14. Correlation and Regression

14.8 SPSS Lesson 11: Linear Regression

Open “Hypertension.sav” from the Data Sets:

SPSS screenshot © International Business Machines Corporation.

This dataset has a number of variables having to do with a study that is looking for a way to predict injury on the basis of strength. So y_{1} is the dependent (y) variable. To get one independent variable, we’ll arbitrarily pick y_{2} as our independent variable x. Next pick Analyze → Regression → Linear,

SPSS screenshot © International Business Machines Corporation.

and move the independent and dependent variables into the right slots :

SPSS screenshot © International Business Machines Corporation.
SPSS screenshot © International Business Machines Corporation.

You can look through the submenus if you like but they primarily give options for multiple regression and require the consideration of the independent variable as a vector instead of as a number — this elevation of data from a number to a vector is the basis of multivariate statistics so we’ll leave that for now. Running the analysis produces four output tables. You can ignore the “Variables Entered/Removed” table (it is for advanced multiple regression analysis). The other tables show :

The “Model Summary” gives r and s_{\rm est} plus r^{2} and r^{2}_{\rm adj} that we’ll discuss when we look at multiple regression. The ANOVA table gives information about the significance of r (and therefore of the overall significance of the regression). We used t to test the significance of r. You can recover the t test statistic from F in the ANOVA table; t = \sqrt{F}. Here p = 0.454 so the model fit is not significant (do not reject H_{0}). Even though the fit is not significant, the regression can still be done and this is reported in the last output table. The coefficients are reported in the B column. They are called Unstandardized Coefficients because the data, x and y, have not been z-transformed. The first line gives the intercept (a or b_{0}), the second line the slope (b or b_{1}) so

    \begin{eqnarray*} y & = & a + bx \\ y & = & b_{0} + b_{1}x \\ y & = & 64.309 -0.173 x \\ \end{eqnarray*}

For each of the two regression coefficients, a standard error can be computed, along with confidence intervals for the coefficients, and the significance of the coefficients (H_{0}: b_{i} = 0) tested with a t test statistic. We haven’t covered that aspect of linear regression but we can see the standard errors, t test statistics and associated p values in the “Coefficients” output table. Here b_{0}, the intercept, is significant while b_{1} the slope, is not. The last thing to notice is Beta in the Standardized Coefficients column. Imagine that we z-transform our variables x and y to z_{x} and z_{y} and then did a linear regression on the z-transformed variables. Then the result would be

    \begin{eqnarray*} z_{y} & = & \beta z_{x} \\ z_{y} & = & -0.201 z_{x} \end{eqnarray*}

In this case the regression is still insignificant, z-transforming can’t change that. There is no intercept in this case because the average of each of z-transformed variables is zero and this leads to an intercept of zero.

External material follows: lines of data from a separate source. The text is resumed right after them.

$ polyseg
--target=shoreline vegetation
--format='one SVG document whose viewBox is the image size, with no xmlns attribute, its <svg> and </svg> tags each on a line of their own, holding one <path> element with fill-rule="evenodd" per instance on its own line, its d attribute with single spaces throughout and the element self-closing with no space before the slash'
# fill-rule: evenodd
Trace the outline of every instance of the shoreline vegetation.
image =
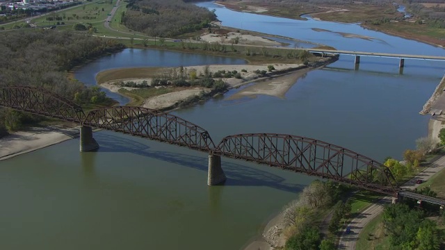
<svg viewBox="0 0 445 250">
<path fill-rule="evenodd" d="M 320 58 L 311 63 L 318 67 L 337 58 Z M 231 98 L 257 94 L 282 98 L 299 77 L 314 68 L 303 63 L 123 68 L 101 72 L 96 80 L 102 88 L 129 97 L 129 106 L 165 111 L 201 102 L 228 89 L 258 81 L 261 83 Z"/>
<path fill-rule="evenodd" d="M 442 6 L 432 3 L 406 3 L 407 11 L 414 12 L 414 17 L 405 17 L 398 12 L 398 5 L 393 1 L 380 4 L 365 2 L 342 2 L 332 3 L 316 2 L 316 4 L 295 4 L 289 1 L 267 3 L 254 0 L 248 3 L 236 1 L 220 0 L 216 3 L 235 11 L 250 12 L 265 15 L 305 19 L 302 15 L 309 15 L 316 20 L 357 23 L 366 28 L 414 40 L 430 45 L 443 47 L 445 40 L 445 10 Z M 434 13 L 437 17 L 430 16 Z"/>
</svg>

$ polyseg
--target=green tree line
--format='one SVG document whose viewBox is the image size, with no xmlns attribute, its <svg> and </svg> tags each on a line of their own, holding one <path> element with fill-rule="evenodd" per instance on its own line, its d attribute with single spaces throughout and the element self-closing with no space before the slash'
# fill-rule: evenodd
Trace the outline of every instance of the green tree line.
<svg viewBox="0 0 445 250">
<path fill-rule="evenodd" d="M 130 0 L 120 22 L 151 36 L 172 38 L 209 27 L 216 19 L 213 12 L 181 0 Z"/>
<path fill-rule="evenodd" d="M 67 71 L 86 60 L 122 49 L 114 40 L 69 31 L 29 31 L 0 36 L 0 86 L 31 85 L 56 92 L 79 104 L 98 103 L 105 96 L 68 78 Z M 0 135 L 39 118 L 2 108 Z"/>
</svg>

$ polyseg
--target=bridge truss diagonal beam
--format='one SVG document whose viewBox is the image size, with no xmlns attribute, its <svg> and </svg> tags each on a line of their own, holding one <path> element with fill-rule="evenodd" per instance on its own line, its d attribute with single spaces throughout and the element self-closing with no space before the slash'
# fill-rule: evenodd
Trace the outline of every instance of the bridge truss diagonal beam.
<svg viewBox="0 0 445 250">
<path fill-rule="evenodd" d="M 0 106 L 78 124 L 85 118 L 82 108 L 76 103 L 31 86 L 0 88 Z"/>
<path fill-rule="evenodd" d="M 213 153 L 349 183 L 394 195 L 398 188 L 381 163 L 339 146 L 296 135 L 229 135 Z"/>
<path fill-rule="evenodd" d="M 215 147 L 209 132 L 175 115 L 142 107 L 92 110 L 82 125 L 103 128 L 209 152 Z"/>
</svg>

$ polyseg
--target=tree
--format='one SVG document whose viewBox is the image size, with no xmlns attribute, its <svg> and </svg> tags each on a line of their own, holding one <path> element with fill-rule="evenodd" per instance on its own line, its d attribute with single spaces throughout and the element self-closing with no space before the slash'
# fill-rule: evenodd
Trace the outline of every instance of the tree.
<svg viewBox="0 0 445 250">
<path fill-rule="evenodd" d="M 193 81 L 195 79 L 196 79 L 196 70 L 195 69 L 192 69 L 190 71 L 190 79 Z"/>
<path fill-rule="evenodd" d="M 420 162 L 423 156 L 423 153 L 419 150 L 407 149 L 403 152 L 403 158 L 408 165 L 413 165 L 416 160 Z"/>
<path fill-rule="evenodd" d="M 306 227 L 300 233 L 292 235 L 286 242 L 287 250 L 318 250 L 321 238 L 318 228 Z"/>
<path fill-rule="evenodd" d="M 210 77 L 210 70 L 209 69 L 209 65 L 205 65 L 204 67 L 204 75 L 205 77 Z"/>
<path fill-rule="evenodd" d="M 325 183 L 316 180 L 305 188 L 301 194 L 301 200 L 312 208 L 325 206 L 331 201 L 330 197 L 326 195 L 328 192 Z"/>
<path fill-rule="evenodd" d="M 164 46 L 164 43 L 165 42 L 165 38 L 159 38 L 159 44 L 161 46 Z"/>
<path fill-rule="evenodd" d="M 416 234 L 416 243 L 419 250 L 435 250 L 440 247 L 441 238 L 436 224 L 429 219 L 421 223 Z"/>
<path fill-rule="evenodd" d="M 439 142 L 437 139 L 429 137 L 420 138 L 416 140 L 417 150 L 423 155 L 434 152 L 434 151 L 437 148 L 438 143 Z"/>
<path fill-rule="evenodd" d="M 445 128 L 442 128 L 439 131 L 439 139 L 442 145 L 445 145 Z"/>
<path fill-rule="evenodd" d="M 321 241 L 319 246 L 320 250 L 335 250 L 335 243 L 332 239 L 325 239 Z"/>
</svg>

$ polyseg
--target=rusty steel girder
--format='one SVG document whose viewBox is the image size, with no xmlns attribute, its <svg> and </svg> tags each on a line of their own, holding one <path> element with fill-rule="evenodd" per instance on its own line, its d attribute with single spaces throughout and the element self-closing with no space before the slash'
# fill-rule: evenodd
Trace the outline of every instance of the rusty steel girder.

Finally, let’s see how we can plot the regression line. Generate a scatterplot and then double click on the plot and then click on the little icon that shows a line through scatterplot data :

SPSS screenshot © International Business Machines Corporation.

and

SPSS screenshot © International Business Machines Corporation.

The equation of the regression line is computed instantly and is plotted.